Erdgas (NG) – Eigenschaften und Gebäudeeinsatz
- Grundlegende Eigenschaften von Erdgas
- Überblick der Verwendung
- Grundlegende Erdgas-Infrastruktur in Gebäuden
- Gefahrenübersicht
- Grundlegende Präventionsmaßnahmen
- Notfallmaßnahmen (Grundlagen)
- Betriebliches Management von Erdgas im FM
Zusammensetzung und allgemeine Beschreibung
Erdgas besteht überwiegend aus Methan (CH₄) und enthält kleinere Anteile an Ethan und anderen Kohlenwasserstoffen sowie inerter Bestandteile wie Stickstoff und Kohlenstoffdioxid. Die Versorgung erfolgt über regionale oder nationale Gasversorgungsnetze. Unter normalen Bedingungen in Gebäuden liegt Erdgas stets in gasförmigem Zustand vor (keine Verflüssigung oder Vor-Ort-Speicherung notwendig). Zur Sicherheit wird Erdgas odoriert, das heißt, ihm werden intensiv riechende Stoffe (z.B. Mercaptane) beigemischt, damit austretendes Gas durch Geruch wahrgenommen werden kann.

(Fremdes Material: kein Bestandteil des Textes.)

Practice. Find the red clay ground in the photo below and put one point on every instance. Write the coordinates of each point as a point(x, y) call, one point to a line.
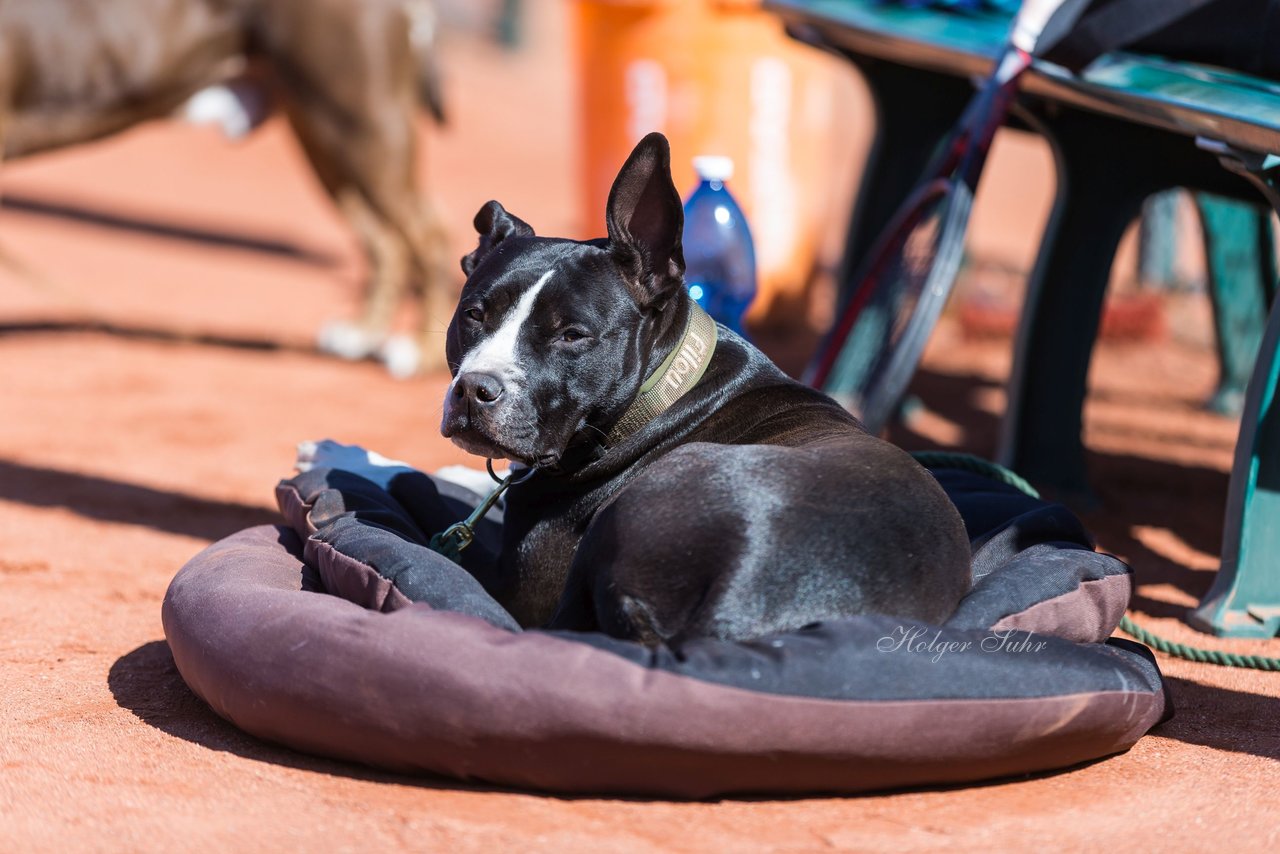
point(120, 456)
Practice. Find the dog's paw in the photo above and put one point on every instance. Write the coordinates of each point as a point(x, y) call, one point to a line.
point(402, 356)
point(369, 465)
point(347, 341)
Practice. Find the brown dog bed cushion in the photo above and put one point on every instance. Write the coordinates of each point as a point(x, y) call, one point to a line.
point(310, 635)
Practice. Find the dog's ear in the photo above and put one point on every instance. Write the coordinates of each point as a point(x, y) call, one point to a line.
point(494, 224)
point(645, 222)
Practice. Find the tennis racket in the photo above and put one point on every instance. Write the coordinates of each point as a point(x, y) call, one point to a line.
point(871, 354)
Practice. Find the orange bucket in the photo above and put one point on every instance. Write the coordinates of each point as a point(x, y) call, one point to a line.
point(716, 77)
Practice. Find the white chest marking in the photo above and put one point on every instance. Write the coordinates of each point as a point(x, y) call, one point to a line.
point(497, 354)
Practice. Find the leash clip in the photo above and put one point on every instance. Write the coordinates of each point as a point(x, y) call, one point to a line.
point(460, 535)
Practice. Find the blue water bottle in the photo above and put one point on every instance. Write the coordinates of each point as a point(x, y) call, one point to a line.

Wichtige physikalisch-chemische Eigenschaften
| Eigenschaft | Erdgas – Beschreibung | Relevanz für das Facility Management |
|---|---|---|
| Hauptbestandteil | Methan (CH₄) | Bestimmt den Energiegehalt und die Verbrennungseigenschaften |
| Aggregatzustand | Gasförmig bei normalen Temperaturen und Drücken im Gebäude | Keine flüssige Lagerung vor Ort; Verteilung über Rohrleitungsnetz |
| Dichte (Luft=1) | < 1 (leichter als Luft) | Austretendes Gas steigt auf und sammelt sich in Deckenbereichen |
| Odorierung | Ja, Zusatz von Geruchsstoffen (z.B. Mercaptan) | Leckagen können vom Menschen durch Geruch erkannt werden |
| Entzündbarkeit | Brennbar in begrenztem Mischungsverhältnis mit Luft | Explosionsgefahr in geschlossenen Räumen bei Gasaustritt |
| Energiegehalt | Mittel bis hoch | Geeignet für Raumheizung und Warmwasserbereitstellung |
| Umweltaspekt | Geringerer CO₂-Ausstoß pro kWh als Öl oder Kohle | Unterstützt Dekarbonisierungsstrategien auf Objektebene |
Verhalten in Gebäuden
Aufgrund seiner geringeren Dichte im Vergleich zu Luft steigt ausströmendes Erdgas in Innenräumen nach oben und sammelt sich vorrangig unter der Decke oder in hoch liegenden Bereichen. Dieses Verhalten beeinflusst die Auslegung von Lüftungskonzepten, die Platzierung von Gasmeldern (sofern vorhanden), die Führung von Gasleitungen und die Definition von Zonen ohne Zündquellen. Bei der baulichen Integration der Gasinstallation ist daher auf Installationsschächte, abgehängte Decken, Technikhohlräume und Dachbereiche besonders zu achten. Solche Hohlräume müssen so gestaltet oder belüftet werden, dass sich kein Gas unbemerkt ansammeln kann.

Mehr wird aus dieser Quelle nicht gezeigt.